Treasury MP Adeyemo says the US will gain support for the global minimum tax

Adewale Adeyemo, Deputy Treasury Secretary Janet Yellen, said Wednesday that raising the U.S. corporate tax rate to 28 percent will not make U.S. companies less competitive, as the Biden administration is confident it can win the support of developed countries to set a minimum tax on worldwide.

“We have worked very closely with our international counterparts to counter what has been a race to the bottom when it comes to international taxation,” Adeyemo, who works alongside Wally, told CNBC’s Sara Eisen.

“We believe in both of the things we will do globally in the G-20, where the United States has made it clear that we are back and looking forward to leading the world, we are able to reach an agreement that will draw in the vast majority of developed countries in the world set a minimum tax, “said Treasury official No. 2.

Yellen said Monday that he is working with the Group of 20 nations to create a minimum income tax that will prevent companies from moving abroad to find lower rates. President Joe Biden has made raising the U.S. corporate tax rate a central mechanism for financing his massive $ 2 trillion infrastructure plan.

The Republican Party is also widely opposed to the 2017 tax cuts of former President Donald Trump, which reduced the rate paid by businesses for earnings from 35% to 21%. Biden’s plan will not only partially reverse the corporate tax cut, but will also provide for other key provisions of Trump’s tax cuts and jobs law.

The president opened the door to compromise on the proposed profit tax increase on Wednesday, but said the US must act boldly on infrastructure if it wants to keep up with nations like China.

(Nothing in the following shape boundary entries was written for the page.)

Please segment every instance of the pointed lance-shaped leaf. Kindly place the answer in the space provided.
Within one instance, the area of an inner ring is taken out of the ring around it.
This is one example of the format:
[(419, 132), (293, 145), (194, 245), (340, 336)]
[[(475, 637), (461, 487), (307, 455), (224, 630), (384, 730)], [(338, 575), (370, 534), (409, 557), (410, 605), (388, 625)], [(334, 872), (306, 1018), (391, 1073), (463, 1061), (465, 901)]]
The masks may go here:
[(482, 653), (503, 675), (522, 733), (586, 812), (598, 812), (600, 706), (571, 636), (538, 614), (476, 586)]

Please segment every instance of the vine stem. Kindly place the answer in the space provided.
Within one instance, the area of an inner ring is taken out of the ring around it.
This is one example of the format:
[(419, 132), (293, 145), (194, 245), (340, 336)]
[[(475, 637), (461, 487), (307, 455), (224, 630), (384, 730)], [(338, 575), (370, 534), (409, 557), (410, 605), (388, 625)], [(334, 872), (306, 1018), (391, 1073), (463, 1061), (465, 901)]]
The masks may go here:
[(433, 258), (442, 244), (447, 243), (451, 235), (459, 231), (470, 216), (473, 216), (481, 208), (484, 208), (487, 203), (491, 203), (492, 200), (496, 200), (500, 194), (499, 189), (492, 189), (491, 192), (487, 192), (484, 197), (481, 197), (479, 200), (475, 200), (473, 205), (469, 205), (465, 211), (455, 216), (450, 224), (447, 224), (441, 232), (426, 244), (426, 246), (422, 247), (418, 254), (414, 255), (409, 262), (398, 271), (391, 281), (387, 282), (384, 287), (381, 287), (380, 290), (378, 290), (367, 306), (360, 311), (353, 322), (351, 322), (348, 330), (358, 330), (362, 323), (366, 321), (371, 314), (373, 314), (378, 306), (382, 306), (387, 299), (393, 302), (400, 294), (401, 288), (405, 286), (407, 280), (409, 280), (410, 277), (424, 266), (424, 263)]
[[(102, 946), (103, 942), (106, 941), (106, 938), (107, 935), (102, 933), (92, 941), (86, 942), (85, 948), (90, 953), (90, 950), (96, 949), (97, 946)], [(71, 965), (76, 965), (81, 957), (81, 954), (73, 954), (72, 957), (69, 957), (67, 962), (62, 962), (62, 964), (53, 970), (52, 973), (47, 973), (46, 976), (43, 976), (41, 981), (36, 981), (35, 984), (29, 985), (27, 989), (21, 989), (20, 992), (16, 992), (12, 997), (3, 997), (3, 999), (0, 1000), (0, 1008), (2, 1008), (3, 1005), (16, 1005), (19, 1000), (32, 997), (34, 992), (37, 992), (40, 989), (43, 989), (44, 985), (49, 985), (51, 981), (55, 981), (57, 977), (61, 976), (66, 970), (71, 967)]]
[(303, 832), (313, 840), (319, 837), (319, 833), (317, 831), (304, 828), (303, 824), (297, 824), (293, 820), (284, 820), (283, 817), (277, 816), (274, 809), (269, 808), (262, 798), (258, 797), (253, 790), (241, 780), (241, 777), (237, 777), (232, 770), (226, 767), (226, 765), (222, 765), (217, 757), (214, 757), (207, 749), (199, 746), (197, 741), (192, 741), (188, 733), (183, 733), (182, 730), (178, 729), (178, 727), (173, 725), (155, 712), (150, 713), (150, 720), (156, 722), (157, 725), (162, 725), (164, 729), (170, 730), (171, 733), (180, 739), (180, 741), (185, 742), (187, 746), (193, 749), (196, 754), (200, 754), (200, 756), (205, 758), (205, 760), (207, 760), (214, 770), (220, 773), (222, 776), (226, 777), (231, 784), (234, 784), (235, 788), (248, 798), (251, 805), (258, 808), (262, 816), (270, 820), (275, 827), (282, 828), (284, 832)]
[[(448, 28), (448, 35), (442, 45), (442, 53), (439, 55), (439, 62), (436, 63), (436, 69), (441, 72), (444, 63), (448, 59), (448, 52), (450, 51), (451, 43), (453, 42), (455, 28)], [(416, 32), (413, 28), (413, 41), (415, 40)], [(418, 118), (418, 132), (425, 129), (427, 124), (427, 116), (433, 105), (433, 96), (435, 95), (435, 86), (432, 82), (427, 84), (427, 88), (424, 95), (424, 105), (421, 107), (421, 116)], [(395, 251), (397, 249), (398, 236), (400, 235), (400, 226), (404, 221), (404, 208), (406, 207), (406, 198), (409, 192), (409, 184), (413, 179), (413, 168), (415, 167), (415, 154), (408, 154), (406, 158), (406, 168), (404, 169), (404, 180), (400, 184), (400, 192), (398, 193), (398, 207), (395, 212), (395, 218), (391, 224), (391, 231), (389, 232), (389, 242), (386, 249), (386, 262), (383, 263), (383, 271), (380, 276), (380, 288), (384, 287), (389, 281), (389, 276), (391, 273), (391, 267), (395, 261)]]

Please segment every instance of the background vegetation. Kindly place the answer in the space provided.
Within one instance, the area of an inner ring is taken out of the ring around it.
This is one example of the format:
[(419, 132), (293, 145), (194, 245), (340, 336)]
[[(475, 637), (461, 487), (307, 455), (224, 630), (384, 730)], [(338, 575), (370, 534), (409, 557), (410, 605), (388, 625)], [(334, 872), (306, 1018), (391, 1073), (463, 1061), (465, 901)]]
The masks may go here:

Adeyemo defended the Biden administration’s broad infrastructure plan and said the US needed investment beyond road and bridge repairs to compete globally in the modern era.

“The investments that the president is asking for in the job package are the same investments that the Chinese and other countries are making,” Adeyemo said. “It’s important to do them now to make sure America can compete in the 21st century.”

He said Biden’s plan and broader definition of White House infrastructure are favored not only by progressive politicians but also by Wall Street executives.

Asked to respond to criticism that the “once in a generation” plan is both too big and not focused enough, Adeyemo pushed back.

“The pandemic has taught us that we can’t just think about traditional infrastructure, which is roads, bridges and ports, but we need to think about what it takes to compete in the 21st century, which includes things like broadband.” Adeyemo said.

“One of the groups that was hit hardest by Covid-19 was the ones that had to take care of others because they could not enter the labor market,” he added. “A number of the investments we are making here are about making sure that those individuals have support and infrastructure around them to ensure that they can return to the workforce and contribute to the economy.”

Adeyemo’s comments came a week after Biden debuted in Pittsburgh for the first time with his much-promised infrastructure proposal.

The US jobs plan, if adopted, would invest hundreds of billions of dollars in transportation infrastructure, water systems, broadband access, power grids, training and other provisions. It requires $ 400 billion to care for the elderly and people with disabilities, as well as $ 300 billion to build and modernize affordable housing.

Republicans are virtually united in opposition to the plan as written, believing the legislation is far too extensive in light of the $ 1.9 trillion Covid-19 aid package that Democrats navigated through Congress earlier this year. .

Both Yellen and Adeyemo made history in the Treasury Department as the first woman to lead the agency and the first black deputy secretary, respectively.